O alerta é do Ministério da Fazenda, que reforça que a renegociação de dívidas não é realizada por meio de sites do governo, links enviados por mensagens ou contatos via SMS. O procedimento deve ser feito exclusivamente junto às instituições bancárias responsáveis pelos débitos.
Segundo o órgão, todas as informações oficiais sobre renegociação estão disponíveis nos canais do Ministério da Fazenda e no portal gov.br/fazenda. A recomendação é que os consumidores não acessem links suspeitos nem compartilhem dados pessoais ou bancários em páginas não oficiais.
Um levantamento do Laboratório de Estudos de Internet e Redes Sociais da Universidade Federal do Rio de Janeiro (NetLab/UFRJ) identificou 544 anúncios fraudulentos publicados nas plataformas da Meta entre 1º de abril e 14 de junho.
A pesquisa apontou que 38% das peças publicitárias foram produzidas com auxílio de inteligência artificial. Além disso, quase metade dos anúncios (49%) mencionava um suposto programa chamado “Libera Brasil”, que não existe.
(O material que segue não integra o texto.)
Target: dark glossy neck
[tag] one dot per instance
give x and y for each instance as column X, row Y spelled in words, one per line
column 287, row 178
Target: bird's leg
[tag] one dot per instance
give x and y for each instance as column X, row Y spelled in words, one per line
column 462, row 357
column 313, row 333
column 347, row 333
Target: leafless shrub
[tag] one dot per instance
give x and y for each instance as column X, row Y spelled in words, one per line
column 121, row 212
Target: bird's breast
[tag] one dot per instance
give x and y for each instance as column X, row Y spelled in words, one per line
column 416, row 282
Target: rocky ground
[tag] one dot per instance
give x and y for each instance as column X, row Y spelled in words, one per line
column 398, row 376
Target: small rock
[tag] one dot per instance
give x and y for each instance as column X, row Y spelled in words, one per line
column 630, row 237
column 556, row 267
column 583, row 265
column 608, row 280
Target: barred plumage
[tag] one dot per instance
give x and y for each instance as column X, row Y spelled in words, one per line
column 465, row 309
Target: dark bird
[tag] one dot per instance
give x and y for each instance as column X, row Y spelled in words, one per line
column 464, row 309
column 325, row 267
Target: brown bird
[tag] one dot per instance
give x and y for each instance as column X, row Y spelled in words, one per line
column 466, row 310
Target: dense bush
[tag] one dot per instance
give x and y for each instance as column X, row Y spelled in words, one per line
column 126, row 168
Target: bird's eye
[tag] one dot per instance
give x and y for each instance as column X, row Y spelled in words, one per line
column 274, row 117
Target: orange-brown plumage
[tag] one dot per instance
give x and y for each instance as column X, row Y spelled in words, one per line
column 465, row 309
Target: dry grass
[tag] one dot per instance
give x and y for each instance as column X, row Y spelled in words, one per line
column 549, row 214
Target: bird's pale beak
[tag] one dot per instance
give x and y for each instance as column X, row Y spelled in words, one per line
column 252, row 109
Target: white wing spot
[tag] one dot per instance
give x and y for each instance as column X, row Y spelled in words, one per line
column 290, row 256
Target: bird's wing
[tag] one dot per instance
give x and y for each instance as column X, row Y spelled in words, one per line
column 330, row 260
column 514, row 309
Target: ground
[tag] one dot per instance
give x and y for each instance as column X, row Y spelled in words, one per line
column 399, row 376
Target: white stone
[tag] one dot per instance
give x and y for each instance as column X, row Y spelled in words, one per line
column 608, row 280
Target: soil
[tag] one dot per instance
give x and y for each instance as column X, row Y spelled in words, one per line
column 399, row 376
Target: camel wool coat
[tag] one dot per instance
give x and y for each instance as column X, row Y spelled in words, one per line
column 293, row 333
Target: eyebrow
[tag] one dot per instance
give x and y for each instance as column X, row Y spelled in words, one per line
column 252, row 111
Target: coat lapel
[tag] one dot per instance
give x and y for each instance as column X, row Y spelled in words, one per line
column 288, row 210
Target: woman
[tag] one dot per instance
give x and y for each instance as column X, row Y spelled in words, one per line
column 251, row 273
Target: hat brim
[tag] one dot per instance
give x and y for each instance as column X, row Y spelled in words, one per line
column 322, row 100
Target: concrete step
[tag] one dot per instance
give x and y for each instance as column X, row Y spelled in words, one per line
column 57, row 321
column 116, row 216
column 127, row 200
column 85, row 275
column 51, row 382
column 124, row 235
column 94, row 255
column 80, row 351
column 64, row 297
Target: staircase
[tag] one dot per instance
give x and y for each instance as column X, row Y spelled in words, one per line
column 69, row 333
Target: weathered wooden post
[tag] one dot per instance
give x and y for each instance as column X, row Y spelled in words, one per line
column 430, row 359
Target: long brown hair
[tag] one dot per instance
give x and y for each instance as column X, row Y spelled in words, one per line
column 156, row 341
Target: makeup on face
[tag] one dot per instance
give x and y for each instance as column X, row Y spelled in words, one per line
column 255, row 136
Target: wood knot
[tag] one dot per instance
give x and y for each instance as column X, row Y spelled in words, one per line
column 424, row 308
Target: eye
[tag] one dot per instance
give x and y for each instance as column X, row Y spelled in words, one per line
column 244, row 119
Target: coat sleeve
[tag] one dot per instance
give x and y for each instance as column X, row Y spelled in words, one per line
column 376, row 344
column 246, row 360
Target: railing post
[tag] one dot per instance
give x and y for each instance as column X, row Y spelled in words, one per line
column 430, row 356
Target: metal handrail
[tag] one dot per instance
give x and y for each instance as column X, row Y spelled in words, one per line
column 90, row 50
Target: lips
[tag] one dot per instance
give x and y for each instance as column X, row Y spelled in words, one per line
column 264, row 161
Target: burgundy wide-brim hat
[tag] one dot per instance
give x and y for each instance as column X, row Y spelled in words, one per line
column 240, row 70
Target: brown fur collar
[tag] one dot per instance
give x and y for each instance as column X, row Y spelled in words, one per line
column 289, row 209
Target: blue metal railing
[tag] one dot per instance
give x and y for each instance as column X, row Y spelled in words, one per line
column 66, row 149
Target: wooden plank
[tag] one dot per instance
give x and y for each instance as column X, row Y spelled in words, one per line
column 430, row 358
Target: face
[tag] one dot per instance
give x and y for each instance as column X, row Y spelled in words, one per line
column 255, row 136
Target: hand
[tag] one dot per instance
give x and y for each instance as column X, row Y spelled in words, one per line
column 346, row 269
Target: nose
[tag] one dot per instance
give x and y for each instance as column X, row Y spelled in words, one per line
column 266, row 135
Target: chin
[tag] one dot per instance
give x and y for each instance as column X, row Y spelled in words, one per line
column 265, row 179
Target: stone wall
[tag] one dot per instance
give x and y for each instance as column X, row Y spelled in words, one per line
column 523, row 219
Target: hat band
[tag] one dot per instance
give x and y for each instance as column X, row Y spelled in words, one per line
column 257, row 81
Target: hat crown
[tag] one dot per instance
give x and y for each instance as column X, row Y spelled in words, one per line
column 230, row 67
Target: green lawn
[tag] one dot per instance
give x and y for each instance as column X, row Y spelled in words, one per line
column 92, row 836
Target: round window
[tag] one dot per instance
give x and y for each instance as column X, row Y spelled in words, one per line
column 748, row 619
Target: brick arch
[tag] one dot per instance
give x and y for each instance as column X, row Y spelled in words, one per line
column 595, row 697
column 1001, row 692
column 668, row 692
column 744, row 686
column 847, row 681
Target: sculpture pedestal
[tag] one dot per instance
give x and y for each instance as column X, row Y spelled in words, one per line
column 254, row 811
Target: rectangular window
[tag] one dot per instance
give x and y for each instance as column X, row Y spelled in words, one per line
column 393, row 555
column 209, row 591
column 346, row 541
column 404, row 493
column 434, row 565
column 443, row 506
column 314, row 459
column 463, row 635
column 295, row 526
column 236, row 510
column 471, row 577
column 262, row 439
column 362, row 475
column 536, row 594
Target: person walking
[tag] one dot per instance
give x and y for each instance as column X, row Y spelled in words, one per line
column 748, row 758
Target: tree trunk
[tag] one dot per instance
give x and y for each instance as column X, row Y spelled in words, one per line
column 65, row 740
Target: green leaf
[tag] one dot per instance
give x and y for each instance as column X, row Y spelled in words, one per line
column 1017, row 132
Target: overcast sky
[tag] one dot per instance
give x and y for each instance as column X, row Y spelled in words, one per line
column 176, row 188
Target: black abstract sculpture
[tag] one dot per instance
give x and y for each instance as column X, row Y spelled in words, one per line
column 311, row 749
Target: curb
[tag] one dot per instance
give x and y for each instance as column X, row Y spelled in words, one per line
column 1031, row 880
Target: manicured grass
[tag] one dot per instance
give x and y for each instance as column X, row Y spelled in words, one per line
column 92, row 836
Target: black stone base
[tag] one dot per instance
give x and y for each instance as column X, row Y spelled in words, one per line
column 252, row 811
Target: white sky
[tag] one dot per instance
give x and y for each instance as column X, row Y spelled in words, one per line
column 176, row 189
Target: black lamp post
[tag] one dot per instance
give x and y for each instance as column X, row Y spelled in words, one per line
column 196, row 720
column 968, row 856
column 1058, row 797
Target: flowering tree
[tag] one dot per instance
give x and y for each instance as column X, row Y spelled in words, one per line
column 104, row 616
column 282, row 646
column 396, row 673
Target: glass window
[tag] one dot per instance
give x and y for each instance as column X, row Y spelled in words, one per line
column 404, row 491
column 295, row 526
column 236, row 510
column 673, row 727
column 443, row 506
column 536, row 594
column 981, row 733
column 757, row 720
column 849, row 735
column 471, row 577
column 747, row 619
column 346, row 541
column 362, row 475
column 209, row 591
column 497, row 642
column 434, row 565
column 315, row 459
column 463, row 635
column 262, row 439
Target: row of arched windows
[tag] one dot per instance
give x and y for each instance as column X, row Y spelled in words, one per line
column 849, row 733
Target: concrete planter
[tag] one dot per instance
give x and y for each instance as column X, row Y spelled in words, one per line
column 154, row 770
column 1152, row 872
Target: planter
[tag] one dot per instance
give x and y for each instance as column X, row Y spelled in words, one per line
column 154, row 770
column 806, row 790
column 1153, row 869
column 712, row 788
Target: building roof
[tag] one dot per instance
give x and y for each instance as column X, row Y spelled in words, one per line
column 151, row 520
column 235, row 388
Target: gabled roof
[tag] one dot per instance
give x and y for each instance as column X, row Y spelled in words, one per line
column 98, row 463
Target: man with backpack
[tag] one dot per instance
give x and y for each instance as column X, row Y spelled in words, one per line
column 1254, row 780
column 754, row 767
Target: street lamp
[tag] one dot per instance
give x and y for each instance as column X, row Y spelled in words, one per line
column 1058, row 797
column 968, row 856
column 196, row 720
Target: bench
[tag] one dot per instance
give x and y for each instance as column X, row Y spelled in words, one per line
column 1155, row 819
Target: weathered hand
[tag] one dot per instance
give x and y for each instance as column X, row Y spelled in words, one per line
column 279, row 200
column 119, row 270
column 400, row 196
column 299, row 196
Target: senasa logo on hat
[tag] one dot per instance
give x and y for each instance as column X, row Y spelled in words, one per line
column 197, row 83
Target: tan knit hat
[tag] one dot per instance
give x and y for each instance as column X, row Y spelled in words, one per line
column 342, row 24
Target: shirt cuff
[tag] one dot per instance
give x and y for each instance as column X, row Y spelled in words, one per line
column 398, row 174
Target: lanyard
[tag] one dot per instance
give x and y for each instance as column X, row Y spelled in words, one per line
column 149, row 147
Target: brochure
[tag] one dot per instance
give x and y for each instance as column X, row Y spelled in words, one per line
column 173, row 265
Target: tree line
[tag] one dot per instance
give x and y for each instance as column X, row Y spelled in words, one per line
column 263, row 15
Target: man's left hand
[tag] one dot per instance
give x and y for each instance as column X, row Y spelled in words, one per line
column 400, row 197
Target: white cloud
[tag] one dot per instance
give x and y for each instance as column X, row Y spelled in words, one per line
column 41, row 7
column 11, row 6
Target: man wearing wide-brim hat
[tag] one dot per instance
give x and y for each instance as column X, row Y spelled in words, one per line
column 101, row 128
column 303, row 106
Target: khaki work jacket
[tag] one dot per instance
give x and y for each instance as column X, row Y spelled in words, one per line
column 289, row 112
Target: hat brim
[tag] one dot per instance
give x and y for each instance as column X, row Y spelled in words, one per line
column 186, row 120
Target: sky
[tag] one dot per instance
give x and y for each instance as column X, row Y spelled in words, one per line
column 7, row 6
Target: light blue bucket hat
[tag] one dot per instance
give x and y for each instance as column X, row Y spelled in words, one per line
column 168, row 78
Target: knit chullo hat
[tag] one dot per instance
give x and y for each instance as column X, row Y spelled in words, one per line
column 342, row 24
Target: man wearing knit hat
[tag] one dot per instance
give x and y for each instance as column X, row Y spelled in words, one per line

O estudo também revelou que 72% das publicações utilizavam de forma indevida o nome e a imagem do Governo do Brasil ou de marcas conhecidas dos setores financeiro e de comunicação para tentar convencer as vítimas de que se tratavam de ofertas legítimas.
Governo orienta consumidores
O Ministério da Fazenda orienta que os consumidores desconfiem de ofertas com promessas de facilidades, como descontos elevados ou acesso rápido a programas de renegociação, principalmente quando acompanhadas de links externos.
A orientação é buscar informações apenas em canais oficiais e procurar diretamente as instituições financeiras para negociar dívidas.